To put up big hotels in the Business arena while neglecting improvements to your Life is a recipe for misery, loneliness, and unfulfillment.


I have seen clients who achieve their dream financial picture, but have no one to enjoy it with! The Richlife equation is achieved by considering and planning for all three areas together:


Business + Finance + Life = RichLife


Get clear about who you are, what you do, and why. Focus on creating value for others, including a quality life for yourself. And start making those improvements now! You want the sum of your life to add up to more than “three months doing laundry” and “eighteen hours staring into the refrigerator”!  


Tell me, what is your RichLife? 


Gain clarity and get moving towards fulfillment in all areas of your life. Be one of the first to grab a FREE copy of Beau’s newest book, The RichLife, 10 Investments for True Wealth at and begin making investments in your RichLife today!


About Beau Henderson

Beau Henderson is a financial advisor, author, coach, radio personality, and CEO of RichLife Advisors. He has helped over 3,000 clients to not just improve their relationship with money, but to live the life of their dreams.


  1. Sharon O'Day on July 11, 2011 at 2:26 pm

    Beau, the concept behind "Sum" is fascinating.  What better way to find the little time "bleeders," as I call them, than to lump them all together so they're abundantly visible!  Oh, well!  Guess we'll just have to do a little homework and figure out where we're letting time and energy escape from our primary purpose!

  2. Susan McKenzie on July 11, 2011 at 3:06 pm

    Beau, I have been one of the people struggling with the 10-year picture, but today, in reading your article, I feel I can do this… and I am 🙂

    Thanks so much!

  3. Lily Iatridis on July 11, 2011 at 3:09 pm

    Is this David Eagleman, the Possibilian?? (Read a "New Yorker" artlcle on him last April…)
    Lily 🙂

  4. Susan McKenzie on July 11, 2011 at 3:30 pm

    Thank you, Beau… I'm doing your exercise today!

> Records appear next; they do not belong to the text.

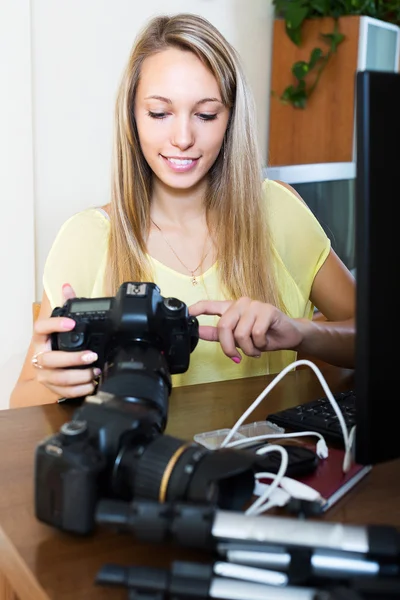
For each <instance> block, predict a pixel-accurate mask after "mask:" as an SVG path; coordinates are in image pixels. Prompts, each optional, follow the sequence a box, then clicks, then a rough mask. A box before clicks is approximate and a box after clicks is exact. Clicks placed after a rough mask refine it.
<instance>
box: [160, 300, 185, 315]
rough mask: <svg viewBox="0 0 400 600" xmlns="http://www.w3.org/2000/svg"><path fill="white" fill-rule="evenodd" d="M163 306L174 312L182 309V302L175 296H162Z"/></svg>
mask: <svg viewBox="0 0 400 600" xmlns="http://www.w3.org/2000/svg"><path fill="white" fill-rule="evenodd" d="M164 306H165V307H166V308H167V309H168V310H170V311H171V312H176V311H178V310H182V308H183V307H184V304H183V302H181V301H180V300H178V299H177V298H164Z"/></svg>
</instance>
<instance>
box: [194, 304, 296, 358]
mask: <svg viewBox="0 0 400 600" xmlns="http://www.w3.org/2000/svg"><path fill="white" fill-rule="evenodd" d="M189 314H190V315H192V316H194V317H198V316H199V315H219V316H220V317H221V318H220V320H219V322H218V325H217V326H216V327H211V326H205V325H203V326H200V330H199V333H200V339H202V340H207V341H210V342H218V341H219V342H220V344H221V346H222V350H223V351H224V353H225V354H226V355H227V356H229V357H230V358H232V359H236V361H235V362H237V361H238V359H240V358H241V357H240V354H238V351H237V348H239V349H240V350H242V351H243V352H244V354H246V355H247V356H254V357H259V356H260V355H261V352H267V351H272V350H292V349H296V348H297V347H298V346H299V345H300V344H301V342H302V340H303V335H302V332H301V325H300V322H299V321H297V320H295V319H291V318H290V317H288V316H287V315H285V314H284V313H282V312H281V311H280V310H279V309H277V308H276V307H275V306H273V305H272V304H264V303H263V302H258V301H256V300H251V298H239V300H236V301H218V300H215V301H213V300H202V301H200V302H196V304H193V305H192V306H190V307H189Z"/></svg>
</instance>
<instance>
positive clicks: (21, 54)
mask: <svg viewBox="0 0 400 600" xmlns="http://www.w3.org/2000/svg"><path fill="white" fill-rule="evenodd" d="M5 2H6V5H7V7H6V8H2V9H1V10H2V11H4V12H5V15H4V16H5V17H9V15H12V16H13V27H10V24H9V23H7V25H6V23H5V19H4V21H3V19H2V18H1V16H2V15H1V11H0V38H1V37H2V25H1V22H4V30H5V34H6V39H5V42H6V44H7V45H8V50H9V51H8V53H7V54H8V56H9V57H11V61H12V64H11V66H12V69H13V73H14V71H16V70H17V69H19V71H22V70H23V76H22V78H21V77H18V76H17V75H16V74H15V73H14V79H15V80H17V83H18V86H19V87H17V89H16V88H15V86H14V87H12V88H10V89H9V90H8V91H7V94H6V99H5V100H4V98H3V97H2V96H3V94H0V124H1V123H2V120H1V119H2V117H3V119H4V121H5V125H4V127H3V126H2V125H0V130H1V133H0V156H1V155H2V154H1V153H2V152H3V153H4V154H5V155H6V154H7V153H9V150H8V148H9V147H10V146H11V147H13V148H14V149H15V153H14V154H13V156H12V160H13V166H12V167H11V169H7V177H6V187H4V185H3V177H2V178H1V180H0V189H2V190H3V191H5V195H4V196H3V197H4V198H9V197H10V194H11V197H12V202H13V210H12V214H13V215H14V216H13V217H12V219H7V221H6V230H7V232H8V233H6V238H5V239H6V240H7V242H6V243H5V242H4V240H3V239H0V249H2V250H3V252H2V255H3V256H4V252H6V253H7V255H9V256H10V258H11V256H12V255H16V256H17V260H18V263H19V267H18V270H14V267H13V269H12V270H9V271H6V273H7V275H6V284H5V288H4V289H6V290H8V292H9V293H10V291H11V290H13V302H12V306H10V301H9V300H8V302H7V300H6V299H4V298H2V299H1V300H0V302H4V303H5V306H6V307H7V314H8V315H10V319H9V322H8V323H7V325H6V332H5V333H4V339H8V340H9V339H10V338H11V339H12V340H13V341H12V352H13V358H12V361H13V365H14V366H13V368H12V369H11V370H9V369H8V363H9V359H10V344H9V342H7V344H8V345H7V347H4V344H2V345H1V346H2V347H1V348H0V378H1V381H2V383H3V382H4V380H6V381H7V382H8V388H7V384H6V389H7V391H6V393H5V395H4V385H3V388H2V390H3V396H2V397H0V408H1V407H2V406H3V407H5V406H6V405H7V402H8V395H9V391H10V390H11V387H12V385H13V383H14V381H15V378H16V376H17V372H18V371H16V368H15V367H16V366H17V364H19V363H20V362H21V356H22V355H21V352H23V351H24V350H25V348H26V345H27V338H28V337H29V332H30V324H31V318H30V314H31V313H30V303H31V302H32V300H33V299H34V297H35V298H36V299H40V297H41V294H42V283H41V277H42V271H43V266H44V262H45V259H46V256H47V253H48V251H49V248H50V246H51V243H52V241H53V239H54V236H55V235H56V233H57V230H58V228H59V227H60V225H61V224H62V223H63V221H65V219H66V218H67V217H69V216H70V215H72V214H74V213H75V212H77V211H79V210H82V209H84V208H86V207H88V206H94V205H101V204H104V203H106V202H108V201H109V178H110V163H111V135H112V133H111V132H112V117H113V108H114V99H115V94H116V89H117V85H118V82H119V79H120V76H121V73H122V70H123V68H124V66H125V63H126V60H127V57H128V54H129V51H130V48H131V46H132V43H133V40H134V37H135V35H136V33H137V32H138V30H139V28H141V26H142V25H143V24H144V22H145V21H146V20H147V19H148V18H149V17H151V16H153V15H155V14H159V13H166V12H167V13H168V14H172V13H175V12H180V11H182V12H192V13H197V14H201V15H203V16H205V17H206V18H208V19H209V20H210V21H211V22H213V23H214V24H215V25H216V26H217V27H218V28H219V29H220V30H221V31H222V33H223V34H224V35H225V36H226V37H227V38H228V40H229V41H230V42H231V43H232V44H233V45H234V46H235V47H236V48H237V50H238V51H239V53H240V54H241V56H242V60H243V63H244V67H245V70H246V73H247V76H248V79H249V82H250V84H251V86H252V88H253V92H254V95H255V99H256V104H257V108H258V118H259V139H260V144H261V148H262V151H263V154H264V156H265V155H266V147H267V115H268V105H269V77H270V75H269V74H270V54H271V26H272V6H271V0H185V1H184V0H169V2H168V3H167V9H166V8H165V7H166V3H165V1H163V0H149V1H148V2H146V3H143V4H141V3H140V2H136V1H133V0H85V1H84V2H82V0H57V1H56V2H54V1H52V0H31V2H30V4H31V23H29V2H28V0H5ZM16 30H17V31H18V36H17V38H16V39H14V37H13V39H11V37H12V36H15V31H16ZM7 36H8V37H9V38H10V39H8V37H7ZM30 37H31V48H30ZM14 46H15V48H14ZM10 50H11V51H10ZM2 56H4V53H2ZM30 58H31V64H32V82H31V80H30V68H29V66H30V65H29V60H30ZM0 60H1V59H0ZM14 61H15V64H14ZM6 66H7V65H6ZM21 79H22V81H21ZM0 81H2V82H3V81H4V78H3V77H1V79H0ZM14 84H15V82H14ZM31 99H32V103H31V102H30V100H31ZM10 111H12V113H13V114H14V115H15V117H17V115H18V126H19V127H20V129H21V131H22V129H23V133H21V135H20V136H19V137H18V139H16V137H15V130H14V126H13V125H11V124H10V120H9V119H8V117H6V115H8V114H9V113H10ZM20 115H23V118H22V120H21V119H20ZM31 125H32V127H31ZM4 128H5V129H6V140H4V138H3V129H4ZM32 128H33V141H32V133H31V130H32ZM32 144H33V157H34V186H32V155H31V154H30V149H31V147H32ZM1 163H2V166H3V167H4V161H3V160H2V161H1ZM21 165H22V171H21ZM0 168H1V167H0ZM12 173H15V174H18V175H19V176H20V177H19V181H18V186H17V188H15V187H14V186H13V184H12V183H13V175H12ZM7 182H8V183H7ZM3 202H4V200H3ZM7 204H8V201H7ZM3 210H4V208H3ZM2 212H3V211H2ZM33 216H34V221H35V238H36V243H35V246H34V249H35V256H36V260H35V265H33V237H32V235H33V231H32V227H33ZM21 219H22V221H23V229H21V227H22V226H21ZM17 232H18V234H17ZM21 234H23V235H21ZM7 235H8V238H11V241H10V240H9V239H8V238H7ZM1 238H3V236H1ZM14 238H15V239H14ZM10 246H11V248H12V249H13V251H12V252H11V253H10V252H9V249H10ZM34 273H35V280H36V289H35V292H33V276H34ZM17 274H18V276H19V277H21V276H23V277H24V278H27V280H28V281H29V282H30V283H29V287H26V288H25V287H22V286H20V288H19V289H20V290H22V289H23V290H25V289H26V290H27V291H24V294H25V296H24V301H22V299H21V300H18V302H17V304H15V305H14V300H15V282H14V279H16V278H17ZM20 293H21V292H20ZM2 296H3V294H2ZM22 308H23V311H24V313H23V314H24V318H23V319H21V317H20V316H19V313H20V311H21V310H22ZM4 310H5V309H4ZM3 314H4V311H3ZM16 330H18V331H17V333H16ZM14 338H15V339H14ZM1 353H3V354H1ZM18 370H19V367H18ZM7 392H8V393H7Z"/></svg>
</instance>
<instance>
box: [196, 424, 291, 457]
mask: <svg viewBox="0 0 400 600" xmlns="http://www.w3.org/2000/svg"><path fill="white" fill-rule="evenodd" d="M230 431H231V430H230V429H228V428H226V429H215V430H214V431H205V432H204V433H196V435H195V436H194V438H193V439H194V441H195V442H197V443H198V444H201V445H202V446H204V447H205V448H208V449H209V450H215V449H216V448H219V447H220V446H221V444H222V442H223V441H224V439H225V438H226V436H227V435H228V433H230ZM284 432H285V430H284V429H283V428H282V427H279V426H278V425H275V423H270V422H269V421H255V422H254V423H248V424H247V425H241V426H240V427H239V429H238V430H237V431H236V432H235V433H234V435H233V436H232V438H231V439H230V442H235V441H236V440H243V439H245V438H252V437H256V436H258V435H276V434H279V433H284Z"/></svg>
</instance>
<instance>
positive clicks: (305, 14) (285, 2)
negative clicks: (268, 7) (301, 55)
mask: <svg viewBox="0 0 400 600" xmlns="http://www.w3.org/2000/svg"><path fill="white" fill-rule="evenodd" d="M272 1H273V5H274V7H275V15H276V17H277V18H281V19H283V20H284V21H285V30H286V33H287V35H288V37H289V38H290V39H291V40H292V42H293V43H294V44H296V45H297V46H299V47H300V46H301V44H302V28H303V24H304V21H305V20H306V19H317V18H321V17H332V18H333V19H334V25H333V29H332V31H330V32H321V34H320V38H321V41H322V42H324V46H323V48H321V47H319V46H317V47H315V48H314V49H313V50H312V51H311V53H310V57H309V59H308V60H300V61H297V62H295V63H294V64H293V65H292V69H291V71H292V75H293V78H294V81H293V83H291V84H289V85H288V86H287V87H286V88H285V89H284V91H283V92H282V93H281V94H280V96H279V97H280V100H281V101H282V102H283V103H285V104H290V105H291V106H293V107H294V108H300V109H304V108H305V107H306V105H307V100H308V99H309V97H310V96H311V94H313V92H314V91H315V89H316V87H317V85H318V82H319V80H320V77H321V75H322V73H323V71H324V69H325V67H326V66H327V64H328V62H329V61H330V60H331V58H332V56H333V55H334V54H335V53H336V52H337V49H338V47H339V45H340V44H341V43H342V42H343V40H344V37H345V36H344V35H343V33H341V31H340V26H339V18H340V17H343V16H350V15H359V16H361V15H362V16H367V17H373V18H375V19H380V20H382V21H386V22H390V23H394V24H395V25H398V26H400V0H272ZM272 93H274V92H272Z"/></svg>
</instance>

  5. denny hagel on July 11, 2011 at 3:34 pm

    Fascinating article Beau…prompting me to do a lot of thinking! Thanks for the inspiration!

  6. Carla J Gardiner on July 11, 2011 at 6:24 pm

    This is excellent, Beau. I have homework ahead of me from your article. I am going to set down and get started. I'll be back and let you know what my RichLife is. I am setting a goal to return within 48 hours. Mark my word, your example of play Monopoly hit home and I got it. Thanks for taking what some consider "hard" and turning it into simple, actionable steps working toward our RichLife.

  7. Karen Brooks (Avonridge) on July 11, 2011 at 8:13 pm

    Beau, Loved the exercise on getting financial clarity. So many times we want to big picture without connecting the dots with the smaller pieces that we need to build upon to get there!

  8. victoria on July 15, 2011 at 12:21 am

    This is a fascinating exercise, Beau. I wasn't sure I could to it to any depth, but I surprised myself!  Thanks for the opportunity to do some future-casting!  ;o)


  9. Nancy on July 18, 2011 at 8:29 pm

    Wow, this hit home. If I had to live through 2 straight weeks of worrying about whether I was doing the right thing… ugh! Talk about a major energy leak! I appreciate the envisioning as well. What does my life look like 5 years from now? Good stuff, Beau!